Она не понимала, но на всякий случай кивнула.
— И вообще, — загадочно продолжал он, — о многом, что будет после, мы представляли в тех обстоятельствах вовсе не так…
Этого она и подавно не знала, он не объяснялся, переводил разговор на то, что хотел бы вернуться в родные края, но не один…
Как же она забыла о своей расписке, ну вот точно мокрой тряпкой по грифельной доске все стерлось! И Греза не напомнила: разошлись с Грезой пути-дорожки, переехали Никитины в другой район, а потом, по слухам, поступила Греза в университет.
— В этой, в этой комнате я была счастлива с мужем, в этой комнате нянчила Эмилию, пережила блокаду, в этой комнате и умру!
— Но, Александра Львовна, одной вам будет паршиво.
— Я — не одна, эти стены со мной, мой город со мной, ленинградцы никогда не покидают своего города!

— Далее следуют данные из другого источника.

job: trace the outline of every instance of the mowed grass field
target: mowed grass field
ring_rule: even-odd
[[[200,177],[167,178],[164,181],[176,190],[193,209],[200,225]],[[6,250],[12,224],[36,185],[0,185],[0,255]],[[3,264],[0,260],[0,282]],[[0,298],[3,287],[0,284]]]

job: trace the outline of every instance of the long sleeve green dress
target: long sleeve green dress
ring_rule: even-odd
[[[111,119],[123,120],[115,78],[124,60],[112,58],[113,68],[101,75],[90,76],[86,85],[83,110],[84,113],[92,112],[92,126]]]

И когда вы соблазняли мою маленькую девочку, увлекали ее расписываться, вы не думали, что мне будет «паршиво»? Вы не думали, что моя Эмилия из-за вас бросит институт?
— Мамочка, я закончу заочно.
— Не закончишь, девочка, не надо лгать ни мне, ни себе! И что ты нашла в этом сером типе?..
Эмилия даже вздрогнула — так ясно прозвучало это все в квартире, будто стены пропускали не только звуки вечернего дома, но и улавливали и усиливали голоса прошлого.
Мама была пророчицей…
В наружную дверь скреблись ключом: это Пантелей Прокофьевич никогда сразу не мог угадать в замочную скважину. Вот он зашаркал, закашлял в прихожей, спросил почти без интонаций:
— Эмилия, ты дома?
— Нет, ушла в кино!
— Вовсе расплавился, такая жара, — сказал Пантелей Прокофьевич, ступая в кухню и ставя по привычке большие свои ноги носками внутрь. На сероватом отекшем вниз, к подбородку, лице его было таинственное выражение.
— Я тебе что-то принес, мамочка, надеюсь, ты будешь довольна. Вчера меня маленько подвели, да лучше поздно, чем никогда…
«Опять какого-нибудь сушеного паука», — внутренне сморщилась Эмилия и все же подивилась, откуда такое внимание.